The Social Impacts of Gambling

Gambling is the act of placing something of value (money, goods or services) on an event that has a random outcome, in the hope of winning a prize. It can also refer to activities that involve skill, such as playing card games or horse races, whose outcomes are partially determined by the gambler’s knowledge of strategies or other factors.

Many people have a healthy relationship with gambling and do not suffer any adverse effects, but for others it is an addictive activity that can have serious consequences for themselves and their families. Problem gambling can cause psychological, social and financial harm and should be treated as any other addiction.

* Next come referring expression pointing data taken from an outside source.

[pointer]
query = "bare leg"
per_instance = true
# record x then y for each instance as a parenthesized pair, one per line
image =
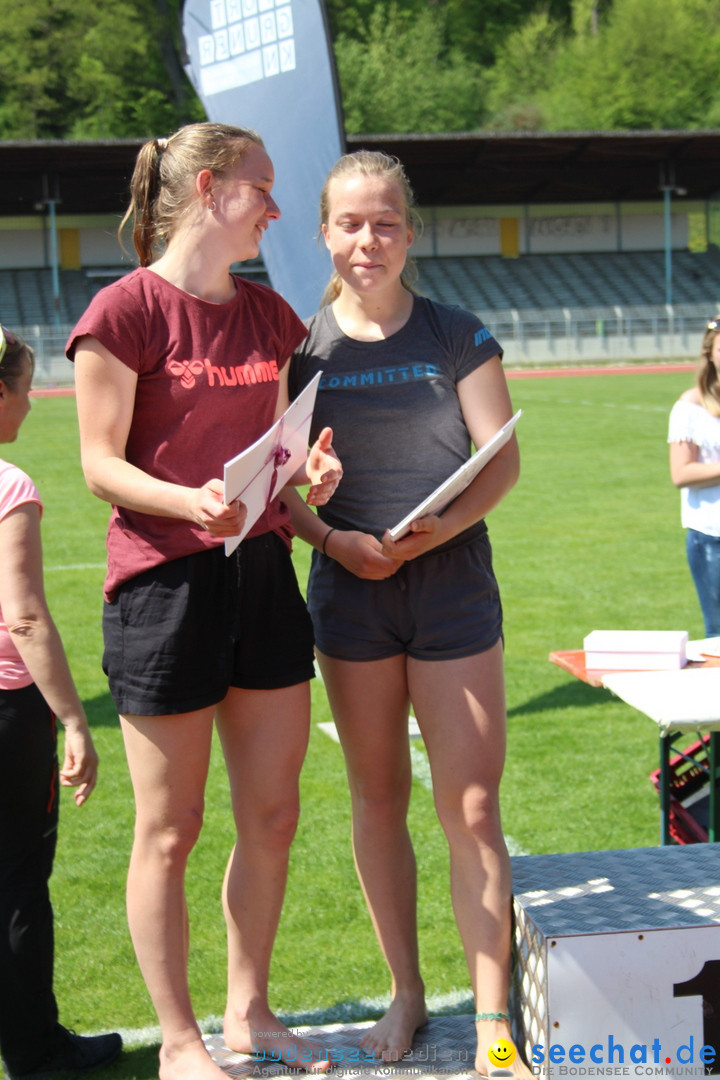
(460, 705)
(265, 739)
(369, 703)
(168, 759)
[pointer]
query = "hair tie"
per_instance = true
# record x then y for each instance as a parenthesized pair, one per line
(325, 541)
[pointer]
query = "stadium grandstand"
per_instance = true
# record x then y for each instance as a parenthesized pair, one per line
(573, 246)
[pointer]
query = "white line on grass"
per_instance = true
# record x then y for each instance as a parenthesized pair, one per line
(345, 1012)
(76, 566)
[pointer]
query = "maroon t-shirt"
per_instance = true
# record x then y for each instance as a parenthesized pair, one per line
(206, 389)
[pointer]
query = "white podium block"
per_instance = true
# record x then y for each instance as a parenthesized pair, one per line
(617, 962)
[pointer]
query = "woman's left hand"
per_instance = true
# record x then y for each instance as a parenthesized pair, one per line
(80, 764)
(425, 534)
(323, 468)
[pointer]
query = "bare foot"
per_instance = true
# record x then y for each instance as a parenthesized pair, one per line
(391, 1038)
(188, 1062)
(488, 1033)
(269, 1040)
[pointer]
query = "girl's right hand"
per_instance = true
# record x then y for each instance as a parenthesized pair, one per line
(207, 509)
(362, 554)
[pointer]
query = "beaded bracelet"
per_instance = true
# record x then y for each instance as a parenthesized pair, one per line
(325, 540)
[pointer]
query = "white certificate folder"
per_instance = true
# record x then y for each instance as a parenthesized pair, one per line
(256, 475)
(444, 495)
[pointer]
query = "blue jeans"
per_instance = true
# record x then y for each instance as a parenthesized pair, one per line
(704, 561)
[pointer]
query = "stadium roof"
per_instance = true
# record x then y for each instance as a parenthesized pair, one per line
(465, 169)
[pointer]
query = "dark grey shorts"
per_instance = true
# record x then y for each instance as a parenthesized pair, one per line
(442, 606)
(179, 635)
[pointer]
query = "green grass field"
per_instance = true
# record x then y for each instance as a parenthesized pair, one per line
(589, 539)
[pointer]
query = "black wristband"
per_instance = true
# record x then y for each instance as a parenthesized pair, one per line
(325, 540)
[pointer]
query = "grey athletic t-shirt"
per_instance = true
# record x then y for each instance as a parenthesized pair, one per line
(393, 407)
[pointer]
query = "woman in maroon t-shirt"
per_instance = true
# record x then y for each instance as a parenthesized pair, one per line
(178, 367)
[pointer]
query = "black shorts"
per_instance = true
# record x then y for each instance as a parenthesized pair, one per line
(442, 606)
(179, 635)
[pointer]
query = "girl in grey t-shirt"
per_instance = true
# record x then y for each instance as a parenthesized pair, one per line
(408, 386)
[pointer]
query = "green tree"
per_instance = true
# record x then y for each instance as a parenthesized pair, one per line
(82, 69)
(652, 65)
(521, 71)
(399, 76)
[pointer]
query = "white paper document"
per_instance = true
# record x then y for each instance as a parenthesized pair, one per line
(444, 495)
(256, 475)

For many people, gambling is a form of entertainment that provides them with an enjoyable pastime, but it can also be used as a method to kill boredom, pass time or escape from reality. For those who are addicted, it can hijack the brain’s reward pathway and overstimulate the dopamine receptors in a similar way to alcohol or drugs. This can cause them to lose control over their behaviour and increase the amount of money they spend in order to experience a positive reward.

Gambling can be a significant economic contributor, bringing in large amounts of revenue and creating employment opportunities. However, it can also have negative economic impacts such as increased crime and lower productivity in some sectors of the economy. Gambling can also have other social impacts such as increasing family problems, loss of personal wealth and a decrease in general health and well-being.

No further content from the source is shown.